A lot of what circulates online about the C.W. Park USC lawsuit is wrong, some of it seriously so. There are articles claiming a jury handed down a two-hundred-and-fifteen-million-dollar verdict, articles claiming the case was about research fraud, and articles that have the professor suing the university rather than the other way round. None of that matches the court record. So this is a plain account of what can actually be verified from firsthand sources, what the allegations were, and how it ended, with the parts that stayed confidential left as confidential rather than filled in with guesswork.
Who Was Involved And What Was The Case

The lawsuit was filed by Yi Youn Kim, a former student assistant at USC’s Marshall School of Business, against Choong Whan Park, who goes by C.W. Park, and against the University of Southern California itself. It was filed in Los Angeles Superior Court in April 2021, case number 21STCV14870.

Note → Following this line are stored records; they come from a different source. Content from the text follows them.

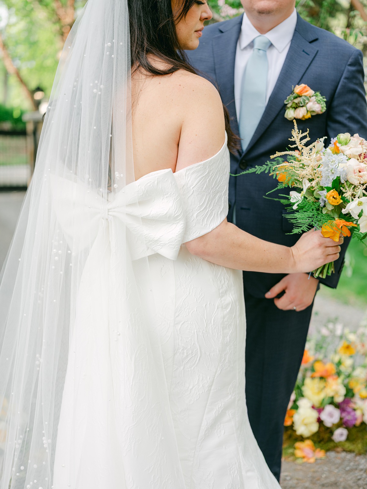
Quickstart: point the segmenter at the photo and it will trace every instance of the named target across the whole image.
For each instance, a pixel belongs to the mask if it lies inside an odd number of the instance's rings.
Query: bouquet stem
[[[330,263],[322,265],[322,267],[319,267],[316,270],[314,270],[312,273],[315,278],[318,278],[319,277],[320,278],[325,278],[326,275],[331,275],[335,271],[334,262],[331,262]]]

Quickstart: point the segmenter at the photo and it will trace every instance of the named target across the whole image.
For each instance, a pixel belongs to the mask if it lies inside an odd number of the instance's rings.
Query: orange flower
[[[302,365],[305,365],[306,363],[309,363],[310,362],[312,361],[314,358],[314,356],[311,356],[308,350],[305,350],[303,352],[303,357],[302,359]]]
[[[287,414],[284,420],[284,426],[290,426],[293,422],[293,415],[296,412],[296,409],[287,409]]]
[[[284,162],[288,163],[288,161]],[[287,175],[287,170],[290,168],[289,165],[281,165],[278,167],[278,171],[276,172],[276,179],[278,182],[280,182],[281,183],[287,183],[289,181],[290,178]]]
[[[341,230],[335,225],[335,223],[329,221],[328,222],[323,224],[321,228],[321,234],[324,238],[330,238],[333,241],[339,241]]]
[[[334,241],[339,241],[341,232],[344,236],[350,236],[350,231],[347,226],[357,226],[357,224],[354,222],[348,222],[344,219],[336,219],[334,222],[329,221],[323,224],[321,228],[321,234],[324,238],[330,238]]]
[[[311,90],[308,85],[306,85],[304,83],[301,83],[300,85],[296,85],[295,87],[294,91],[295,93],[299,95],[300,97],[302,95],[305,95],[307,97],[312,97],[315,93],[313,90]]]
[[[342,198],[336,190],[330,190],[326,194],[326,199],[329,204],[332,205],[339,205],[342,201]]]
[[[333,363],[324,363],[320,360],[314,363],[314,368],[315,372],[311,374],[311,377],[324,377],[326,378],[336,372],[335,366]]]
[[[310,440],[297,442],[295,444],[295,455],[308,464],[313,464],[317,458],[323,458],[325,456],[325,450],[320,448],[315,450],[315,445]]]
[[[352,345],[350,343],[347,343],[346,341],[343,342],[343,345],[338,351],[341,355],[347,355],[348,356],[350,356],[351,355],[354,355],[356,353],[355,350]]]
[[[336,219],[335,224],[340,229],[342,230],[342,232],[344,236],[350,236],[350,231],[346,227],[347,226],[357,226],[357,224],[354,224],[354,222],[348,222],[347,221],[344,221],[344,219]]]

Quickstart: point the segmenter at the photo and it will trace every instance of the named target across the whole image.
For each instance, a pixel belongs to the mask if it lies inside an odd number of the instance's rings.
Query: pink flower
[[[338,428],[334,432],[331,437],[336,443],[339,442],[345,442],[348,437],[348,430],[345,428]]]
[[[320,416],[325,426],[331,428],[333,424],[336,424],[340,421],[340,410],[331,404],[328,404]]]
[[[339,148],[341,153],[344,153],[349,158],[361,155],[364,150],[366,149],[366,141],[363,137],[360,137],[358,134],[355,134],[350,138],[347,144],[342,145]]]
[[[351,158],[347,163],[347,179],[353,185],[367,183],[367,166],[360,163],[355,158]]]

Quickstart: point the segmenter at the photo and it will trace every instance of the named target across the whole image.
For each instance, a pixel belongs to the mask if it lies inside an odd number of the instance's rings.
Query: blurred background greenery
[[[0,0],[0,131],[24,131],[24,112],[46,110],[63,45],[85,2]],[[212,22],[243,11],[240,0],[208,4]],[[296,6],[309,22],[361,49],[367,67],[367,0],[297,0]],[[15,156],[3,161],[3,153],[0,145],[0,165],[17,163]],[[365,306],[367,277],[367,248],[353,240],[338,289],[321,293]]]

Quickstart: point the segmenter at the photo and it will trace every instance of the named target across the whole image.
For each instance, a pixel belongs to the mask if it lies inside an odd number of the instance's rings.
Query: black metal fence
[[[0,165],[26,165],[28,161],[25,132],[0,131]]]

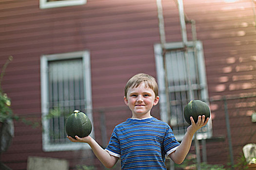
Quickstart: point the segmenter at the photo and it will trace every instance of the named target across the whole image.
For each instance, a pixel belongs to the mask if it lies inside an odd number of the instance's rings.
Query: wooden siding
[[[162,5],[167,41],[180,41],[175,3],[163,0]],[[184,5],[188,17],[196,20],[197,39],[203,42],[209,96],[255,94],[256,32],[251,0],[184,0]],[[123,106],[126,82],[139,72],[156,75],[153,45],[160,42],[157,15],[155,0],[88,0],[82,5],[45,9],[39,9],[39,0],[1,0],[0,67],[9,55],[14,57],[2,85],[14,112],[40,121],[41,55],[88,50],[96,139],[104,145],[100,111],[105,111],[108,140],[114,126],[131,116]],[[190,27],[187,25],[189,39]],[[158,113],[156,109],[154,116],[159,118]],[[246,117],[240,126],[255,128],[250,118]],[[221,128],[215,129],[216,135],[225,132],[225,122],[217,120],[213,120],[214,129]],[[29,156],[67,159],[71,169],[84,163],[102,169],[91,151],[88,155],[84,151],[43,152],[40,127],[20,121],[15,125],[12,145],[0,158],[12,169],[25,170]],[[241,151],[239,145],[236,155]],[[208,144],[210,163],[227,162],[227,152],[216,156],[223,151],[217,149],[222,146]]]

Park was not a minor figure at the university. He was hired as a marketing professor in 1997 and became director of USC’s Global Branding Center in 2001, a well-regarded name in consumer behavior and branding research. He retired at the end of the spring 2021 semester. Kim worked as his student assistant, reporting directly to him, from August 2016 until April 2019.
What Kim Alleged
According to the complaint as reported by USC’s own student news outlets, Kim alleged that Park sexually assaulted and harassed her repeatedly over the course of her employment. The law rules described advances beginning in the spring of 2017 and further incidents through April 2019.
The complaint also made a broader accusation against the university, that USC allegedly knew Park had what the suit called a propensity to harass young female students, particularly those of Korean descent, and that it failed to protect her. The lawsuit stated that during a later Title IX investigation, at least three other women of Korean descent came forward with similar accounts. Those women were not publicly named.
It’s worth being careful with the language here. These were allegations in a civil complaint. They were Kim’s account as set out in her filing, not findings established at a trial, and that distinction matters for how the case ultimately resolved.
What USC Said
USC denied the allegations. In a response filed June 16, 2021, the university stated it did not commit the acts described in the complaint for any discriminatory or retaliatory reason. Asked for further comment, USC representatives largely declined, citing the confidential nature of personnel matters and the ongoing legal process.
Park himself did not respond publicly. He and his legal team did not speak to the student outlets covering the case at the time of filing.
How The Case Actually Ended

This is the part the unreliable articles get most wrong, so it’s worth stating cleanly.
There was no jury trial and no verdict. The case was resolved through an out-of-court settlement reached on October 17, 2023, and the Title IX claim was dropped. The settlement amount is confidential, at the defendants’ insistence, and a confidential civil settlement is not a finding of guilt or liability. This is confirmed by the plaintiff’s own law firm, which handled the case, and by the LA Superior Court records.
So anyone telling you a jury found Park guilty and awarded a specific enormous sum is repeating a fabrication. That widely-copied figure appears to be confused with an entirely separate and much larger USC case involving a former campus gynecologist. The Park matter settled privately, the terms are sealed, and neither of those things is the same as a courtroom verdict.
Why The False Versions Spread
The reason this case has such a muddled online footprint is itself worth understanding, because it’s a small case study in how misinformation compounds. The lawsuit touched several genuinely newsworthy themes, an institution’s handling of misconduct complaints, Title IX process, the power imbalance between a tenured professor and a student employee, and that made it attractive to content farms churning out search-optimized articles.
Each one paraphrased the last, a few invented specifics to sound authoritative, and the invented specifics got copied forward as if they were fact. A confidential settlement became a jury verdict. A sexual misconduct suit picked up phantom “research fraud” claims. The professor’s role as defendant flipped to plaintiff in some retellings. None of it traces back to the actual court record, which is precisely why, on a case involving a real person and real allegations, the only defensible thing to report is what firsthand sources actually confirm and nothing beyond it.